In this article:
Why Succession Planning is Important
Succession planning is the process of identifying replacements for high-level positions and creating a strong talent pool from which you can select candidates to fill critical high-level roles within your organization.
However, succession planning goes beyond identifying and selecting replacements. Many organizations use succession planning to:
- Promote long-term planning by aligning upcoming strategic needs & priorities with critical skills & career experiences
- Identify talent gaps and talent readiness
- Encourage growth and development by creating short- and long-term developmental opportunities
- Mitigate business risk by aligning with compliance and business continuity needs
- Support diversity, equity, and inclusion goals by creating a leadership pool with diverse perspectives, backgrounds, and career experiences
How to Start Succession Planning
Follow these steps to ensure you have the right people in the right positions, both now and in the future.
Step 1: Align Business and Talent Strategy
Ask the following questions to review your business and talent strategy to determine:
- How does our business strategy affect our talent strategy?
- How will upcoming plans for growth, e.g. acquisitions, organic growth, etc. change the structure of our talent pools?
- What environmental or technological changes could affect our business strategy?
- What skills, competencies, or career experiences are essential for business success? How might that change in the future?
- How do we measure success? Which KPIs or metrics are critical to reliably measure performance?
- What changes to our talent strategy or organization culture are needed based on our business goals?
Step 2: Identify the Roles Included in Succession Planning
Identify the roles included in this succession planning process.
Typically, these are executive positions, roles critical for business continuity, or roles that are especially difficult to fill. Both internal and external candidates can be identified during succession planning.
- Critical to revenue: There would be immediate and meaningful effects to revenue based on the quality of the individual
- Critical to operations: The ability to produce goods and services would meaningfully increase or decrease based on the quality of the individual
- Critical to risk: Your organization's exposure to risk would meaningfully increase or decrease based on the quality of the individual
- Critical to the team: There would be dysfunctional effects to the team without strong leadership
Step 3: Identify Nominators
Identify the leaders who will participate in the succession planning and nominate potential candidates. This typically includes executive leaders, directors, VPs, and the chief HR officer, although this can vary based on the culture and organization's size.
Once succession plans are created, they are often shared with a board of directors as a presentation.
Step 4: Leverage Data to Make Nominations
Leverage internal data to discuss readiness and performance, identify where data is still needed, and avoid bias in the nominations.

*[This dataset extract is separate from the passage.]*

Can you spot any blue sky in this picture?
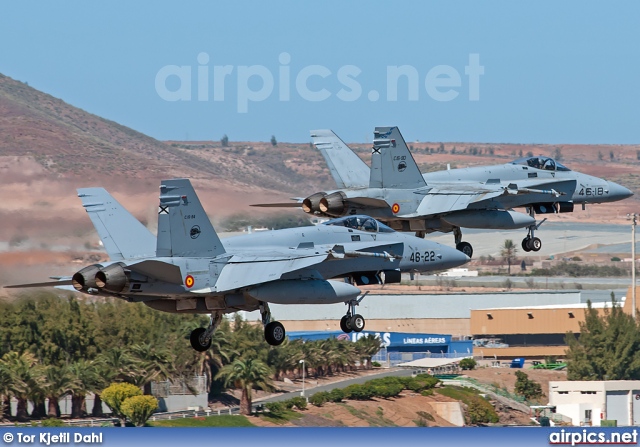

This data typically includes:
- Talent review data
- Performance reviews
- Team engagement
- KPIs, key performance indicators
- Organizational metrics
- Key leadership competencies or skills
- Career experience(s)
As you create your data dashboards, review your organizational and talent strategies to identify the skills and experiences needed now, as well as those that will be critical in the future.
Challenge those involved to avoid replicating the current leadership team, instead, look to diversify the team to be well-positioned for future success.
Step 5: Foster Insightful Decisions
It's critical to foster psychological safety to promote honest and rich discussion among your nominators when discussing performance and growth opportunities.
Actively solicit perspectives, promote conversations, and create safety for individuals to challenge entrenched perspectives.
Leveraging data and broad perspectives can help you avoid biases in the succession planning process. Common biases that can cloud decision-making include:
- Recency Bias: Only considering performance over the last few months
- Similarity Bias: Looking for individuals that remind you of yourself
- Halo/Horns Effect: Quickly categorizing individuals as a good or bad performer, respectively, based on snap determinations
Moving Forward
Step 1: Communicate
Share the succession planning framework with executive leaders, the board of directors, or other stakeholders to highlight how your succession plan and talent strategy support your business strategy.
Gain alignment with leaders on the plan and the actions needed to support your high-potential talent in the future.
Step 2: Leverage Insights
Traditionally, succession planning often concludes after assigning successors, but organizations can take advantage of the valuable insights gained during these discussions to create growth and development for employees.
For high-potential candidates identified in this process, identify on-the-job learning, coaching or mentoring, or other formal programs that could help prepare them for their next role.
Use coaching conversations to discuss the candidate's career goals and interests, creating developmental plans that transition from general to specific as opportunities arise or as succession timelines become closer. Create space for the candidate as they take on training, stretch assignments, etc. to distribute their workload and avoid burnout.
Step 3: Source and Apply Additional Data
Use additional data to understand the employee experience for your high-potential employees, i.e. how to better engage and retain high-potential candidates in the talent pool.
Leverage data from 1-on-1s, Feedback, Talent Reviews, Surveys, and Recognition for new insights on your employee value proposition and opportunities for building greater engagement and performance.